George W. Bush a réussi à faire la quasi-unanimité contre lui en Europe, où l’on s’est rapidement convaincu que son successeur ne pourrait qu’améliorer les choses. Mais le propre d’une culture, c’est de durer. Aussi longtemps que les Américains resteront unis derrière leur drapeau quoiqu’il arrive, et que le pays restera suffisamment puissant économiquement pour continuer à supporter le coût du maintien et même du développement de l’hyper-puissance militaire, la Maison-Blanche ne changera pas fondamentalement de style. Les États-Unis continueront de contrer impitoyablement toute force susceptible de menacer leur primauté. Avant le 11 septembre, leur doigt était pointé sur la Chine, et là l’histoire ne fait sans doute que commencer. Les circonstances peuvent cependant les conduire occasionnellement à emprunter une approche plus coopérative.

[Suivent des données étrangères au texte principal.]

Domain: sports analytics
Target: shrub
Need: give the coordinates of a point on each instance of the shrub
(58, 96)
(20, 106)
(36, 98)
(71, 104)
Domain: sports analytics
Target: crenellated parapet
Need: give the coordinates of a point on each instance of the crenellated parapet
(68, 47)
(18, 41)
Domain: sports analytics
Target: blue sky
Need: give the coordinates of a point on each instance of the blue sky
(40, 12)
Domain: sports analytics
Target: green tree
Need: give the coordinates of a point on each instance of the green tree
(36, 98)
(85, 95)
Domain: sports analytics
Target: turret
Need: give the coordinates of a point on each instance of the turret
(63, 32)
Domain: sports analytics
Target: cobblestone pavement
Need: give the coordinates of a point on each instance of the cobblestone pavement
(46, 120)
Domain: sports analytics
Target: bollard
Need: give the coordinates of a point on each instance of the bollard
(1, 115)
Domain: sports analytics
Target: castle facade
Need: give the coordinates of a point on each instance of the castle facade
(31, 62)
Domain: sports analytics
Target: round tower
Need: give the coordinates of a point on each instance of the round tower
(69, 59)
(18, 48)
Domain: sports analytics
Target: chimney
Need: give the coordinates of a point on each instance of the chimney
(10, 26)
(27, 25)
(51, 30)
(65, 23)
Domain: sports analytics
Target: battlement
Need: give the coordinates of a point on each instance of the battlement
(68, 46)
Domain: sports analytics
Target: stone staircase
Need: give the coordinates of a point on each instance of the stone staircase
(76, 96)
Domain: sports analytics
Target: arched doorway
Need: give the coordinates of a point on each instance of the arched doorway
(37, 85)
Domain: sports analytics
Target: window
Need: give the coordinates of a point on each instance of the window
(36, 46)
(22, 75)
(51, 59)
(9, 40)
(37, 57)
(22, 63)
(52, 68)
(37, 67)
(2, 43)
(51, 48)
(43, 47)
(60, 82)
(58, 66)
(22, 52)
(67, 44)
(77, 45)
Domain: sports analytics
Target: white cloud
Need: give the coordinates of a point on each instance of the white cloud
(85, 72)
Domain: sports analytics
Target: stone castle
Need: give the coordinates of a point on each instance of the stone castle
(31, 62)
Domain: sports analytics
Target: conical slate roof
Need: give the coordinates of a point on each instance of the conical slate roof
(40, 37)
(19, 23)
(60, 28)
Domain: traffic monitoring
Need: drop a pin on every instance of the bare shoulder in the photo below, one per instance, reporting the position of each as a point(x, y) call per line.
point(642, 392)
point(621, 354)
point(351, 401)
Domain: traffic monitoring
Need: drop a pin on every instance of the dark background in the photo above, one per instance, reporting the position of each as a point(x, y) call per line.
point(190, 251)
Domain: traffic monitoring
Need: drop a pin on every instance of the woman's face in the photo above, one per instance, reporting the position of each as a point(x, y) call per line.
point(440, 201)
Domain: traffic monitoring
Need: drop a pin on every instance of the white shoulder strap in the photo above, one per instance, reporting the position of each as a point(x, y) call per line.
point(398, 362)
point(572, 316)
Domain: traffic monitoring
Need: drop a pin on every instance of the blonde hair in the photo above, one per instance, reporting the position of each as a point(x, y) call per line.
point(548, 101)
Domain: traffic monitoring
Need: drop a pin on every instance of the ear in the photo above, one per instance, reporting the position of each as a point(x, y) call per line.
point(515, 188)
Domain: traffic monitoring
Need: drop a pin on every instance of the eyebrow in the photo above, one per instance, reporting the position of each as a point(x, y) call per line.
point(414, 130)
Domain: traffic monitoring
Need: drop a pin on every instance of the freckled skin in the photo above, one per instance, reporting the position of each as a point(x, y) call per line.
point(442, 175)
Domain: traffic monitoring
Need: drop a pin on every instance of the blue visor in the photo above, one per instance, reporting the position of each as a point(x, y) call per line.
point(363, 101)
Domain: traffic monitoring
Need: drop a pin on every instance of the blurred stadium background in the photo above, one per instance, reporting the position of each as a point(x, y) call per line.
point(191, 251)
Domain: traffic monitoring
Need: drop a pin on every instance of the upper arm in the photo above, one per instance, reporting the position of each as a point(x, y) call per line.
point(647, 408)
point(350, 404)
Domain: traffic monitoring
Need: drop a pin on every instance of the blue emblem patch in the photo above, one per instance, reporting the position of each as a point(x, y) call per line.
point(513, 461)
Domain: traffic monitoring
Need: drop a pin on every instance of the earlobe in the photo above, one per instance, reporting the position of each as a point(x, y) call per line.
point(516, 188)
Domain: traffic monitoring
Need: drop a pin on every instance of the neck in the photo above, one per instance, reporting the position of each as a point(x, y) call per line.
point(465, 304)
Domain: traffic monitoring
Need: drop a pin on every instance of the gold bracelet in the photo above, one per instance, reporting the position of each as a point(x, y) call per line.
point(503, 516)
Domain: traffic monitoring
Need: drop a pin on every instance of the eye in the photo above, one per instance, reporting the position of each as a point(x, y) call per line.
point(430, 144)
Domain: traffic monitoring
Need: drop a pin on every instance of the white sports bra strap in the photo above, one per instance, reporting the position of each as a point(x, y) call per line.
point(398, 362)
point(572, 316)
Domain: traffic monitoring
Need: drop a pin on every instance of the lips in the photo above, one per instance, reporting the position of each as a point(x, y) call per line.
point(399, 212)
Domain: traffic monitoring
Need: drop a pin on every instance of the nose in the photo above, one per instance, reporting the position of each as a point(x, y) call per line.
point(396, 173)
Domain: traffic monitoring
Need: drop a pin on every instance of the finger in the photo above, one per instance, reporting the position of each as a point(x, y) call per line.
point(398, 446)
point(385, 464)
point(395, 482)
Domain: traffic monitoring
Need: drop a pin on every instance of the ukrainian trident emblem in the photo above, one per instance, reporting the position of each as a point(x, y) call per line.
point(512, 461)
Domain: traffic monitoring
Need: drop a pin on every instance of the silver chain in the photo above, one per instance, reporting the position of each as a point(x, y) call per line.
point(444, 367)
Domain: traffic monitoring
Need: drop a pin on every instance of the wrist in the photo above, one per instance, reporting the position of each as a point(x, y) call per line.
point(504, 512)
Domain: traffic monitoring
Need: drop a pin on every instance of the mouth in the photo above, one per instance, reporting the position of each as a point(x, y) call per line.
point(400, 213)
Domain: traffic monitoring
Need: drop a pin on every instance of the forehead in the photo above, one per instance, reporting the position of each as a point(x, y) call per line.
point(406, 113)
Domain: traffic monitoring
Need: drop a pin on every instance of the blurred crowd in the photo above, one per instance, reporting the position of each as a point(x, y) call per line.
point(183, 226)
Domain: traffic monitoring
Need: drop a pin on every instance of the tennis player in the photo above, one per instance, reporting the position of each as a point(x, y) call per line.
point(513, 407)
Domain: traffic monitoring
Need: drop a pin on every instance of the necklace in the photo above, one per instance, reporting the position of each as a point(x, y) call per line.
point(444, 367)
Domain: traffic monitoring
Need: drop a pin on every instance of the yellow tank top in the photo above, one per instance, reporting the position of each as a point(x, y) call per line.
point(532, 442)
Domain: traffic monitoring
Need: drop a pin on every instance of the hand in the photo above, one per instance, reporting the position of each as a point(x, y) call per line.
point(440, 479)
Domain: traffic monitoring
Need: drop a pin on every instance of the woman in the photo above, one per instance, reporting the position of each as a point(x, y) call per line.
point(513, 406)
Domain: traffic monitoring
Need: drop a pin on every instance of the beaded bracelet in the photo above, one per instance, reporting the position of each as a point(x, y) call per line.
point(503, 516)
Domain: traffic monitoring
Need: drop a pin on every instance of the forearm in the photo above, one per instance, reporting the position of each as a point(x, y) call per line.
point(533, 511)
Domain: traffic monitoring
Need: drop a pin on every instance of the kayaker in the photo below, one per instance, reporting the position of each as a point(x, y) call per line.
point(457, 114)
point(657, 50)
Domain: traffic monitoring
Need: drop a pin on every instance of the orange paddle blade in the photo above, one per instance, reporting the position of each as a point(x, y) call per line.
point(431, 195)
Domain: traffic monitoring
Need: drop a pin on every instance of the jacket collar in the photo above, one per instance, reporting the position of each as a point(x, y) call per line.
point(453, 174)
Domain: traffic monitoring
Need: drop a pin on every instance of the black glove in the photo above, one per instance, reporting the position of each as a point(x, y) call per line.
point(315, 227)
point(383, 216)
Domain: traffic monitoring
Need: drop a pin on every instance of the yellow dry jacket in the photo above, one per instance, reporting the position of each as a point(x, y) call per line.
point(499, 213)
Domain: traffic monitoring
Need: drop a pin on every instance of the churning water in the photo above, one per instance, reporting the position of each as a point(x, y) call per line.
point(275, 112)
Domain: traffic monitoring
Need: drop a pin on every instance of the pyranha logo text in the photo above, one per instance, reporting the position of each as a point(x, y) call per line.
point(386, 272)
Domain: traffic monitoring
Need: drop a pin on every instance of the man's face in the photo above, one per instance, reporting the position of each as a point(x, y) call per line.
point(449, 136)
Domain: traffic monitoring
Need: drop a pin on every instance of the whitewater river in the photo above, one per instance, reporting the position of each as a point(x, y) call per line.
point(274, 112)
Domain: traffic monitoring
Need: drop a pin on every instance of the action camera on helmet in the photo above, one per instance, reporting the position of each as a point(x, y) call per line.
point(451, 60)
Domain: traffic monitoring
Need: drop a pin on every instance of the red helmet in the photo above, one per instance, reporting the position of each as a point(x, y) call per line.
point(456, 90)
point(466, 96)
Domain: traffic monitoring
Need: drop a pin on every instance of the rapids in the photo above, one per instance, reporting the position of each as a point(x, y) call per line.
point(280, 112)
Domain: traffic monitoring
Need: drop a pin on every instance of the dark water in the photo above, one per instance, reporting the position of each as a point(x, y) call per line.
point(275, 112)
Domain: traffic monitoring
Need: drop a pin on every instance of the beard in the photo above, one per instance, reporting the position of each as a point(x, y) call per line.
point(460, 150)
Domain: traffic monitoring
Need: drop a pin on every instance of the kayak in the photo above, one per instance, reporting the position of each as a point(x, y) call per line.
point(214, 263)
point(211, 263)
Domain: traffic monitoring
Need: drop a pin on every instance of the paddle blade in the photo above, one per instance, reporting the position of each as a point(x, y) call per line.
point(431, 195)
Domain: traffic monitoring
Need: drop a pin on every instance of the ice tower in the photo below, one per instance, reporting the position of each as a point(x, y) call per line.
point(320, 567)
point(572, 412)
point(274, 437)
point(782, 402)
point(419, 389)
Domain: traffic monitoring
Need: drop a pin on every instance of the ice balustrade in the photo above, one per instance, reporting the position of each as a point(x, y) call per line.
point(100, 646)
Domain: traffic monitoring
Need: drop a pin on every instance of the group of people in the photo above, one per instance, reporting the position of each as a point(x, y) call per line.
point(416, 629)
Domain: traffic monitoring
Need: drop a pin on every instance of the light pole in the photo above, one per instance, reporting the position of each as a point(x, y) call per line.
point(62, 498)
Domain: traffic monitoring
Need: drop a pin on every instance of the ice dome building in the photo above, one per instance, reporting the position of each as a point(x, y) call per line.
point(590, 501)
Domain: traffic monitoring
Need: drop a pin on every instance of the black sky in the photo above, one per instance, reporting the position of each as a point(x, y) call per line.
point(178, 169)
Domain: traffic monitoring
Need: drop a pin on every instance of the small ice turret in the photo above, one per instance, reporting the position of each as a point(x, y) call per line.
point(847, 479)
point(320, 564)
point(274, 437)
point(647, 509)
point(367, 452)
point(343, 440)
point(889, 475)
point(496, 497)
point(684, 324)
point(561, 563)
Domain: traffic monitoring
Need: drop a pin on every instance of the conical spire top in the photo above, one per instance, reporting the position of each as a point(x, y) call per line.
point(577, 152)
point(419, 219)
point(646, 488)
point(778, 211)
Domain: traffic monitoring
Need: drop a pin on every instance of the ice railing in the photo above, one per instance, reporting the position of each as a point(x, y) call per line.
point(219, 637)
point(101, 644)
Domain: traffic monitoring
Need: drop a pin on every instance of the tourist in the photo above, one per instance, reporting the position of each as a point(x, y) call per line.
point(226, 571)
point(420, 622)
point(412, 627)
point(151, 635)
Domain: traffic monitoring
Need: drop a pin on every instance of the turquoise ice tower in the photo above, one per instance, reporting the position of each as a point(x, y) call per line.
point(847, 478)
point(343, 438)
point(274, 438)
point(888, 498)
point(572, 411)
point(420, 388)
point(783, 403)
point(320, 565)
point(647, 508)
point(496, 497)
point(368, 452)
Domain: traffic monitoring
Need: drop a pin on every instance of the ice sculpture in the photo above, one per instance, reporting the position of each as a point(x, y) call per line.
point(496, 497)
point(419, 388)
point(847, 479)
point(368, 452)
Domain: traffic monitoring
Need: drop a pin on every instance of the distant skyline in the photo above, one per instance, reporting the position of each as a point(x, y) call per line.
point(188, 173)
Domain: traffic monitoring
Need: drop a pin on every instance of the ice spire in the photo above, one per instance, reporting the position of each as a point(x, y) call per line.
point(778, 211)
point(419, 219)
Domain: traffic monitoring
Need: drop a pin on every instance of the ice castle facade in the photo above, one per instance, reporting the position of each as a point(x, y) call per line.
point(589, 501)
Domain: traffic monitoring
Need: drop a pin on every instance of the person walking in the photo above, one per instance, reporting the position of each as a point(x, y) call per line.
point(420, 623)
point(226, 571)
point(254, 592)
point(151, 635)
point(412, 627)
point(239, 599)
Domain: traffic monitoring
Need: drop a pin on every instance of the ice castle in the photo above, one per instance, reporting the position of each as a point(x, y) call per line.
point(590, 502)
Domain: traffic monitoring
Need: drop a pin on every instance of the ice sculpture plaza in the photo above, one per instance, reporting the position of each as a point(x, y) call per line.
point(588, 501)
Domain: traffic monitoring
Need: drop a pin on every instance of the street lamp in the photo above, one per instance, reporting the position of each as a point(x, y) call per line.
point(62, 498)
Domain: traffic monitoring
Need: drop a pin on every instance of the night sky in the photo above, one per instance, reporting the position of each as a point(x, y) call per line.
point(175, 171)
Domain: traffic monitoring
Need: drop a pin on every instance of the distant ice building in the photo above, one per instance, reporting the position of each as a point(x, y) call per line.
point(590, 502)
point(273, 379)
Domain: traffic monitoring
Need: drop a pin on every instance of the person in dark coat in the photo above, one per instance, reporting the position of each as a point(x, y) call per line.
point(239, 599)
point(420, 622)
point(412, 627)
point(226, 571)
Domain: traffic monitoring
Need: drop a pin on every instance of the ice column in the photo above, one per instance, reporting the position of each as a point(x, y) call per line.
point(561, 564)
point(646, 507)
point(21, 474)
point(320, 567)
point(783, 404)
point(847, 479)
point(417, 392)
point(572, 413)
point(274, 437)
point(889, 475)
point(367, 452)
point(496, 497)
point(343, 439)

La Vieille Europe a trop souffert de la démesure à travers les siècles pour suivre inconditionnellement l’Amérique. Voilà pourquoi la special relationship n’a aucune chance de déborder durablement le cadre anglo-saxon et, même dans ce cadre, la tragédie de l’exemple irakien en a montré les limites. L’Union européenne n’est ni pacifiste, ni va-t-en-guerre. Le soft power qu’elle a réussi à développer pendant son premier demi-siècle d’existence repose sur son sens de la mesure, ancré dans une histoire douloureuse. Pour consolider et approfondir cette forme de puissance, elle devra cependant améliorer son efficacité en construisant pas à pas la politique étrangère, de sécurité et de défense qui lui fait encore largement défaut. À cette fin, elle devra tirer parti du meilleur du savoir-faire et des ressources des pays membres, et apprendre à mieux cheminer sur une arête étroite, puisqu’il lui faudra agir davantage en affirmant sa propre culture de modération, tout en évitant d’affronter les États-Unis et en essayant, autant que possible, de les influencer. Toute autre voie conduirait à l’éclatement de l’Union européenne, la pire des hypothèses pour l’Europe elle-même et pour le monde.